Claire a insisté. Manon a fini par nous montrer son téléphone. C’était un mail d’un organisme de crédit. Elle avait plusieurs mensualités en retard. Pas seulement celle dont elle nous parlait. Et il y avait aussi une facture d’électricité impayée, et un rappel pour son assurance habitation.

J’ai senti la colère monter. Pas contre elle seulement. Contre moi, aussi. J’avais envoyé de l’argent sans poser de questions, persuadé de l’aider à garder la tête hors de l’eau. En réalité, on bouchait des trous à l’aveugle.

Je lui ai demandé combien elle devait au total.

Elle s’est fermée immédiatement.

— Je savais que vous alliez me juger.

— On ne te juge pas, ai-je dit, mais tu ne peux pas nous appeler seulement quand tu es au pied du mur.

Elle a posé son téléphone sur la table un peu trop fort.

— Et vous, vous ne pouvez pas venir ici avec vos plats, vos meubles et vos questions comme si j’avais encore 17 ans.

Claire s’est mise à pleurer sans bruit. C’est ça qui m’a fait le plus mal. Pas la phrase. Le fait que Manon l’ait vue pleurer et qu’elle soit restée debout, les bras croisés, sans savoir quoi faire.

Après, elle s’est excusée. Pas vraiment pour ce qu’elle avait dit, plutôt parce que l’ambiance était devenue insupportable. Elle nous a confié qu’elle avait honte. Qu’elle gagnait correctement sa vie sur le papier, mais qu’entre le loyer, les transports, les sorties qu’elle n’osait pas refuser au bureau, son ancien crédit et la séparation, elle n’arrivait plus à suivre. Elle avait peur qu’on la prenne pour une incapable.

Je lui ai dit qu’on avait surtout peur de ne servir qu’à payer quand ça allait mal.

Elle n’a pas répondu. Elle a juste regardé les morceaux de commode étalés dans son entrée.

Depuis ce jour-là, on ne lui envoie plus d’argent dans l’heure. Claire a trouvé les coordonnées d’une association de conseil budgétaire près de chez elle et les lui a transmises.

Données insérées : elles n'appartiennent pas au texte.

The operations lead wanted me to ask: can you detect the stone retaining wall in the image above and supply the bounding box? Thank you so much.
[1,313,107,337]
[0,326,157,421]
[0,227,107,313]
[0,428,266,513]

Manon n’a pas répondu pendant trois jours. Puis elle a écrit : « Je vais regarder. »

Elle nous appelle un peu moins, ce qui est absurde à dire puisque ça me manque. Mais, dimanche dernier, elle a appelé à 18 heures. Elle n’avait besoin de rien. Elle voulait juste savoir si mon genou allait mieux, parce que Claire lui avait dit que je boitais depuis quelques semaines.

On a parlé huit minutes. Peut-être dix.

Après avoir raccroché, Claire a remis son téléphone sur la table et elle a dit :

— Cette fois, elle nous a appelés pour de vrai.

Je n’ai pas su quoi répondre. Le lendemain, Manon devait justement contacter son propriétaire pour demander un échéancier. Je ne sais pas si elle l’a fait. Je n’ai pas osé lui demander.